I just think there is more equality among men's and women's traits than is being represented by some in this thread.
It's pretty typical these days to make men the enemy or the lesser sex. It's funny how things have changed. If you insulted women the would be in big trouble. Since men are now looked down on he knew he could get away with this. He is not a leader - just running out of ideas.
Mr. Whall's comments dovetail perfectly with the ADT notion that home security installations are now nothing more than 'Lick 'em and Stick 'em'. If you can't do it with double-sided sticky tape the job simply can't be done!

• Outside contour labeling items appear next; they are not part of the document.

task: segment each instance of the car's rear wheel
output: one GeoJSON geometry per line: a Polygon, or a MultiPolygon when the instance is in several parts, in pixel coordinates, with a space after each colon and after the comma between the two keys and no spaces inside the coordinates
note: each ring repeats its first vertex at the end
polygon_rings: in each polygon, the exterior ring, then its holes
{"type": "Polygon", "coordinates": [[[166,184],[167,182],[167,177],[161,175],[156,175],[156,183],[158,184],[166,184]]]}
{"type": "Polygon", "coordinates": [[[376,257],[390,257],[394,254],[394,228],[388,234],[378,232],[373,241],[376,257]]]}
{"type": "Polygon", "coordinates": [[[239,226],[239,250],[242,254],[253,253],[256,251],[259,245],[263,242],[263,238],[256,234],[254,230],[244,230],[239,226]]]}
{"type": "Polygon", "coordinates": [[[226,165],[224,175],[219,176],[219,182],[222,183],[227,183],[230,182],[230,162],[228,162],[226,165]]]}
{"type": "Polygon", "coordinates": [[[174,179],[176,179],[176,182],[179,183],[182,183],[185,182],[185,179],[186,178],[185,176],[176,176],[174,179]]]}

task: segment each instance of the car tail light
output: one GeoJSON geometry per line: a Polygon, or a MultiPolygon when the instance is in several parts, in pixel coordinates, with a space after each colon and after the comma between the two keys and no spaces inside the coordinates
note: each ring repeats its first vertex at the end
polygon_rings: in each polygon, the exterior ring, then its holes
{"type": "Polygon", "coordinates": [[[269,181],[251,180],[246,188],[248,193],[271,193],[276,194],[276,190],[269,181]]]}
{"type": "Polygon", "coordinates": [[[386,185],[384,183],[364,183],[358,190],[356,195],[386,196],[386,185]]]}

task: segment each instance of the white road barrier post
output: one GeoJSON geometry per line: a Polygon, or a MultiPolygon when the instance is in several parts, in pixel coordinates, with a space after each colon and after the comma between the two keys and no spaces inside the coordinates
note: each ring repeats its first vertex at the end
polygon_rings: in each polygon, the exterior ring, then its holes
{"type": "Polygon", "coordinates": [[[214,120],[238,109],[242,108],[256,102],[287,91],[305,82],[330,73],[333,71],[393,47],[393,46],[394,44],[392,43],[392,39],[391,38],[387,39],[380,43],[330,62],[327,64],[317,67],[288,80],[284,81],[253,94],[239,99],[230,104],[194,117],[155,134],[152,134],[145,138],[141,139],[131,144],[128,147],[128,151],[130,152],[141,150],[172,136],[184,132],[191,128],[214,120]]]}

What he doesn't say is that quality employees cost money. If you want a technically competent employee that also has a personality that makes the customer 'feel' good about the installation - well then you're going to have to pay more to find them and to keep them. Personally, If I hire a professional to work in my home my FIRST expectation is that he/she has the knowledge and experience to complete the job to my satisfaction. As long as they are not outwardly rude, I could give a damn about their personality! I also feel Mr. Whall could be called on the carpet for the sexist nature of his comments. Women are much better at emotional skills, where as the traditional installer is just a bunch of guys in trucks. What?
Politicization has penetrated social media, the news, every aspect of life. Now this cancer has entered business. This thread is a perfect illustration of how politicization spurs people to find their bottom.
The thread has devolved into name-calling and in some cases irrelevant political correctness discussion which is often the case found in the "comments" section in any clickbait article or political "meme" on social media. The arguments found in such threads are for the most part mindless and I would hate to see a great technical and business forum like IPVM devolve into something like that.